Moses Montrose Pallen (1810 – September 24, 1876) was an American physician, obstetrician, educator and writer.
Born in King and Queen County, Virginia, in 1810, the son of Solomon Pahlen, a Russian emigrant, he was educated at the University of Virginia, Charlottesville and graduated from the University of Maryland, Baltimore's School of Medicine in 1835. Thereafter, he settled in Vicksburg, Mississippi, where he began his medical practice. After seven years, in 1842, he relocated to St. Louis, Missouri, where he was named professor (later chair) of obstetrics and the diseases of women at the St. Louis Medical College, where he founded and served as president of the St. Louis Academy of Science, and for several years was president/curator of the St. Louis Medical Society.[1] During the Mexican–American War, Pallen occupied the position of contracting surgeon at the United States Arsenal at St. Louis, and a little later he was health officer of the city during the cholera epidemic of 1849.

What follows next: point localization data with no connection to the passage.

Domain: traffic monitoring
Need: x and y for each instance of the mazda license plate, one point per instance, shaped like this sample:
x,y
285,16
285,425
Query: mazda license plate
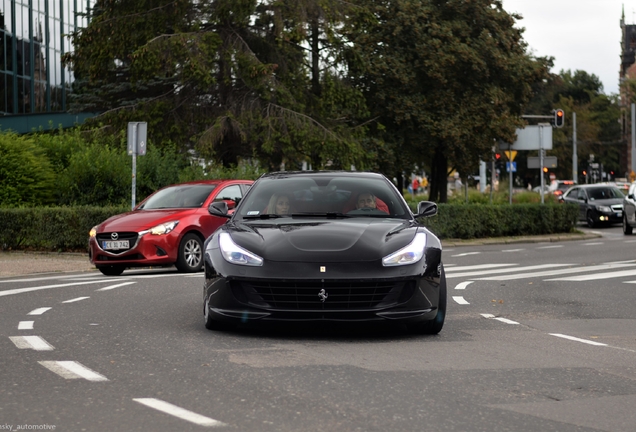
x,y
115,244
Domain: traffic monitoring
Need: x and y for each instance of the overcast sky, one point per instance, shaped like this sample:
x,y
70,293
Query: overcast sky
x,y
579,34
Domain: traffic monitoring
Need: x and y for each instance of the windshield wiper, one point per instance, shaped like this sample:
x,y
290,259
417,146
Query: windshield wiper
x,y
263,216
328,215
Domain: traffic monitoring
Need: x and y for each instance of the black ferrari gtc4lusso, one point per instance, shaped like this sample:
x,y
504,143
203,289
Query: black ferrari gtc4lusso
x,y
324,246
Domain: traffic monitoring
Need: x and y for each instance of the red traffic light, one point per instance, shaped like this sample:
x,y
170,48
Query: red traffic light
x,y
559,117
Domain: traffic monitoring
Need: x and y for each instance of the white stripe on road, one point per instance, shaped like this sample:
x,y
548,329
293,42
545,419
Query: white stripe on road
x,y
577,339
460,300
557,272
504,320
23,290
72,370
75,299
179,412
597,276
504,270
31,342
463,285
466,254
25,325
477,267
38,311
115,286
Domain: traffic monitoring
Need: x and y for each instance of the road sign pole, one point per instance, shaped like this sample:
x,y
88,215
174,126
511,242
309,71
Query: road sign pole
x,y
134,150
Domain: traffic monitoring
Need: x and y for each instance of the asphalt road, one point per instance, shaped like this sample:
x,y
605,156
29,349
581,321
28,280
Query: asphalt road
x,y
540,336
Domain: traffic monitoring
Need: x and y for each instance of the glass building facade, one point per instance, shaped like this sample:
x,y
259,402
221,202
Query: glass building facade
x,y
33,39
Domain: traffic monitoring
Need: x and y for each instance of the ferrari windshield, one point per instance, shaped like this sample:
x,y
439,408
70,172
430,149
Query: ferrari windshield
x,y
323,195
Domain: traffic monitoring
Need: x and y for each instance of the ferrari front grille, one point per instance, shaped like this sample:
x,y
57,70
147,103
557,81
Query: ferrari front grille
x,y
318,295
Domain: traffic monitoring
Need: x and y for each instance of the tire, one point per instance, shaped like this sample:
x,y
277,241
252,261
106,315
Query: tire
x,y
627,228
435,325
190,256
111,270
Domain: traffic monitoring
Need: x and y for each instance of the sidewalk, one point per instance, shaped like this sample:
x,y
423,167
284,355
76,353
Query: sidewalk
x,y
24,263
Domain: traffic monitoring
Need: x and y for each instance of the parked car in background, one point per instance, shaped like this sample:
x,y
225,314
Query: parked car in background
x,y
167,228
629,210
345,246
558,187
598,203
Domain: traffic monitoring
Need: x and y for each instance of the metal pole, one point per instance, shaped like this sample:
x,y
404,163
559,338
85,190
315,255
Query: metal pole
x,y
134,179
575,160
633,138
541,160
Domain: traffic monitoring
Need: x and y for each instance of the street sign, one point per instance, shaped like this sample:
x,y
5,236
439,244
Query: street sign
x,y
510,154
548,162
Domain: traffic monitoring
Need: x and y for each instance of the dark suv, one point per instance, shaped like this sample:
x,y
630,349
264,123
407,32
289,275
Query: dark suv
x,y
598,203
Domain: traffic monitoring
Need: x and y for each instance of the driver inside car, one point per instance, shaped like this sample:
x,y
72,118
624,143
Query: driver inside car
x,y
366,200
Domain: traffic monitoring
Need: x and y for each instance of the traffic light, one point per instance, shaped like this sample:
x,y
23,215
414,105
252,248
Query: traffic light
x,y
559,116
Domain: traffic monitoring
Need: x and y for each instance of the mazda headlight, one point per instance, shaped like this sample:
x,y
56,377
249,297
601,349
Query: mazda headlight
x,y
161,229
235,254
409,254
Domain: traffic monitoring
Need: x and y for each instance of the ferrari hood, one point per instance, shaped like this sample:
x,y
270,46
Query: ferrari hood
x,y
360,239
141,219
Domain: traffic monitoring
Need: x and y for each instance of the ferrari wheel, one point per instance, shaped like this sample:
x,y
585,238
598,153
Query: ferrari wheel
x,y
111,270
190,258
627,228
435,325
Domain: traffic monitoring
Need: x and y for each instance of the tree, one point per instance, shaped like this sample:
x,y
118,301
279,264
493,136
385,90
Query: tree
x,y
233,78
445,79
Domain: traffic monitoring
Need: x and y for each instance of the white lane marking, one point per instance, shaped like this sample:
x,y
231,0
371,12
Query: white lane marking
x,y
504,270
25,325
75,299
503,320
477,267
38,311
37,279
555,272
179,412
577,339
460,300
31,342
23,290
72,370
597,276
463,285
115,286
506,320
466,254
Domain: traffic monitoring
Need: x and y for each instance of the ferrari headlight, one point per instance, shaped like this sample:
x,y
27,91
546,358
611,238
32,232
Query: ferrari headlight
x,y
409,254
235,254
162,229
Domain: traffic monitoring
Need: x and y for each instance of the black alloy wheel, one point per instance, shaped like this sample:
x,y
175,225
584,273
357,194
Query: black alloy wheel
x,y
113,270
627,228
190,256
435,325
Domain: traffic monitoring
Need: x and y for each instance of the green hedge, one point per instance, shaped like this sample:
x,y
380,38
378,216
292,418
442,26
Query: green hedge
x,y
468,221
66,228
51,228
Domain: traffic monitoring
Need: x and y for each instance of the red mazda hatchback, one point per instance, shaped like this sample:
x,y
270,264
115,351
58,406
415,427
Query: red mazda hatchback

Pallen married Janet Cochran (1814–1884), a daughter of William G. Cochran (died 1815), a Baltimore merchant who had been one of Fort McHenry's defenders during the War of 1812, and his wife, Susanna M. Cochran (née McCannon; died 1850), on April 6, 1835, in Baltimore County, Maryland. Moses and Janet Pallen had six children.[2]
He died on September 24, 1876, in St. Louis, Missouri. The cause of death was recorded as atony of the bowels. His body was interred in Bellefontaine Cemetery, St. Louis, Missouri.[3]